The strong trade balance that the Chinese government has published in recent hours (partly thanks to the good export data published) and hopes for the materialization of new incentives for the country’s economy which help to overcome the bump which crosses – above all – its real estate sector, has favored the rebound of the stock markets of the Eastern country.
The Hong Kong Hang Seng and the Shanghai Shenzhen CSI 300 recorded gains of more than 2 and 3% respectively this Thursday. and eased concerns about tariffs fueled by the U.S. election outcome.
The market has put Donald Trump’s victory in the elections into perspective and is now valuing it. China has taken strategic steps to ensure greater resilience and a better position to fight back. since the American tycoon served as the first president of the United States in 2018.

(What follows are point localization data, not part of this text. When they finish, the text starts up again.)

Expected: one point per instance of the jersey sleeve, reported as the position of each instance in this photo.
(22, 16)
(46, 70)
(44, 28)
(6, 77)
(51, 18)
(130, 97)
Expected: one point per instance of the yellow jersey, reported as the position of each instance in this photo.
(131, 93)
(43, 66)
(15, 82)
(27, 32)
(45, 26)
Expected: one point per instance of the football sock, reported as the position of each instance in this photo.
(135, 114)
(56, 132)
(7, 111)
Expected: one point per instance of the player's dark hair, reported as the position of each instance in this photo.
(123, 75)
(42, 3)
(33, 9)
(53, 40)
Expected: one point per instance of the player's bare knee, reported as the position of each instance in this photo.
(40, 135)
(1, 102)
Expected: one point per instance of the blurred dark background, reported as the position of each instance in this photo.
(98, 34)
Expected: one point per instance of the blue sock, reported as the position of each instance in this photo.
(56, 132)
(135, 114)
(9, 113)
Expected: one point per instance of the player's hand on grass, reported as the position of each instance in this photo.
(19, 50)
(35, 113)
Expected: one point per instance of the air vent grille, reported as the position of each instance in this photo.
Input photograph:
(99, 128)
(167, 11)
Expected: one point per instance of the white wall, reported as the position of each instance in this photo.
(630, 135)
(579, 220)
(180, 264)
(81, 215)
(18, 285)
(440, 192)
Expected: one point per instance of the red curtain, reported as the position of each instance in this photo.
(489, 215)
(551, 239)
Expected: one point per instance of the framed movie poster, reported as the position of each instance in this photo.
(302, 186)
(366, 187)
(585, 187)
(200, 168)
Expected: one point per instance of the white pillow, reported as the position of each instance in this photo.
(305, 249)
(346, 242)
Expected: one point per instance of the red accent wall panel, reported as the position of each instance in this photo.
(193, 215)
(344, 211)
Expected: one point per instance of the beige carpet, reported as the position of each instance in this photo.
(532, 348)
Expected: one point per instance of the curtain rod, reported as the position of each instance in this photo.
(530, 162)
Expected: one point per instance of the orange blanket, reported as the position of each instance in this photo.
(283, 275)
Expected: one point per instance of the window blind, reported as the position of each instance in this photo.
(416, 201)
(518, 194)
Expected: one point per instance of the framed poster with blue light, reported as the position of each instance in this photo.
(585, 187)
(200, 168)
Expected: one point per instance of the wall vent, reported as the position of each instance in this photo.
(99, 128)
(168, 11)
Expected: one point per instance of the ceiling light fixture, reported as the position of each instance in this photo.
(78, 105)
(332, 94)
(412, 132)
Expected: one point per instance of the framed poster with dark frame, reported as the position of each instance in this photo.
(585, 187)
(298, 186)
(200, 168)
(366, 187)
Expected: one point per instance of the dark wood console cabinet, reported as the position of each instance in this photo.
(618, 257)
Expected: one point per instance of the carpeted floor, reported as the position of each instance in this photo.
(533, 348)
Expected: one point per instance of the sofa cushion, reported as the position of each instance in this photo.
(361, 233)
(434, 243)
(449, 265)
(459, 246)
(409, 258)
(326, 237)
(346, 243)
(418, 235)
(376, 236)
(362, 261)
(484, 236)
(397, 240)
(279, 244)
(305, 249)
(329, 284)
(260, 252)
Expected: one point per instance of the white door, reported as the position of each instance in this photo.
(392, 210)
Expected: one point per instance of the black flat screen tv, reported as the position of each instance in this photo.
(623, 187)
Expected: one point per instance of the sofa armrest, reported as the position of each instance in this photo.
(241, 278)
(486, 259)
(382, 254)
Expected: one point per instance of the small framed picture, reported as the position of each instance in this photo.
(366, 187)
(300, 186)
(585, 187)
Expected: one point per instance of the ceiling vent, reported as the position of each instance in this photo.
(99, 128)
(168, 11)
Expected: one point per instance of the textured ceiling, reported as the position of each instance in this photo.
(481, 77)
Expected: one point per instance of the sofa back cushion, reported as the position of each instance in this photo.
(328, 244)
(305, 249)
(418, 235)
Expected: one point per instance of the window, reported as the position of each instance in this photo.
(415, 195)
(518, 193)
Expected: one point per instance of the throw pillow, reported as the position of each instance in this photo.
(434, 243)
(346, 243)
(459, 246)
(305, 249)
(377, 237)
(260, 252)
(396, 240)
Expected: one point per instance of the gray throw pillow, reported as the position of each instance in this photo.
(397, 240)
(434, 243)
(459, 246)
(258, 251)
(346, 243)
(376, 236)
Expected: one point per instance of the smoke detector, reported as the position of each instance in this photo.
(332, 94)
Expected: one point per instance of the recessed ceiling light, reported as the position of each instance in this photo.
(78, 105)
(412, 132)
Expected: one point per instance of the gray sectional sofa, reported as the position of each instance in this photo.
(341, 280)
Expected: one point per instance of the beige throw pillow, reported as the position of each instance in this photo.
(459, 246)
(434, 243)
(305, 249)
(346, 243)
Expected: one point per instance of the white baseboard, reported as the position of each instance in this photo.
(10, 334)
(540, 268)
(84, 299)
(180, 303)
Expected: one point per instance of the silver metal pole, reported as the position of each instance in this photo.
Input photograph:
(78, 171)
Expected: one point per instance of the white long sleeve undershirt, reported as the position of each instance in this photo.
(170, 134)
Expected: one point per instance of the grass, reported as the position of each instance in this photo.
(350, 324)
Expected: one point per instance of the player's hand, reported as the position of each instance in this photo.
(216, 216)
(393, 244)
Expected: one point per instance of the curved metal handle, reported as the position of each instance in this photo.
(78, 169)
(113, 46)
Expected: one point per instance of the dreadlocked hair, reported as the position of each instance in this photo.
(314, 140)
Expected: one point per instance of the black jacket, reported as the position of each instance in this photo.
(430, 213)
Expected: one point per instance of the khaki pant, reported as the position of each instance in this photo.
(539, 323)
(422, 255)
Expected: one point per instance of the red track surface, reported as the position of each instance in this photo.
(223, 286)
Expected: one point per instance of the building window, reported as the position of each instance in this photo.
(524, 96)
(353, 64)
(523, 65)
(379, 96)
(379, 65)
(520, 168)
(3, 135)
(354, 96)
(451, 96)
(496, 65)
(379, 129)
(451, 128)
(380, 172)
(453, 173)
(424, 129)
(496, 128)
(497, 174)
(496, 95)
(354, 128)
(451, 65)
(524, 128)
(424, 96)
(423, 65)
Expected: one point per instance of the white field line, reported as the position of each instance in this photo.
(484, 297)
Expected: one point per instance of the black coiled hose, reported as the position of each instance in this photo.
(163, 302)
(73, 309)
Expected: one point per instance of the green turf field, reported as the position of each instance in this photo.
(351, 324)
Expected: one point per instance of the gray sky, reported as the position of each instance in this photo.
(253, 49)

Key to this has been the expansion of its toolbox, which now includes export controls on critical raw materials, as well as tariffs on agricultural products and a list of entities that can target key American companies.
“This is not the first time that US tariffs have been a potential problem, and this time Chinese companies are better prepared”” says Sandy Pei of Federated Hermes, who explains that the country’s companies have diversified their production base, establishing factories in Southeast Asia, Mexico and Eastern Europe and that Chinese exports have continued to grow despite the slowdown in the United States.
“We see a significant negative impact on the Chinese economy,” warns Julius Baër, but he qualifies his opinion by explaining that “will likely be partially offset by additional fiscal support to the domestic economy.”
Something with which sounds The market is growing increasingly optimistic that authorities will announce stronger stimulus measures after the conclusion of a key legislative meeting on Friday.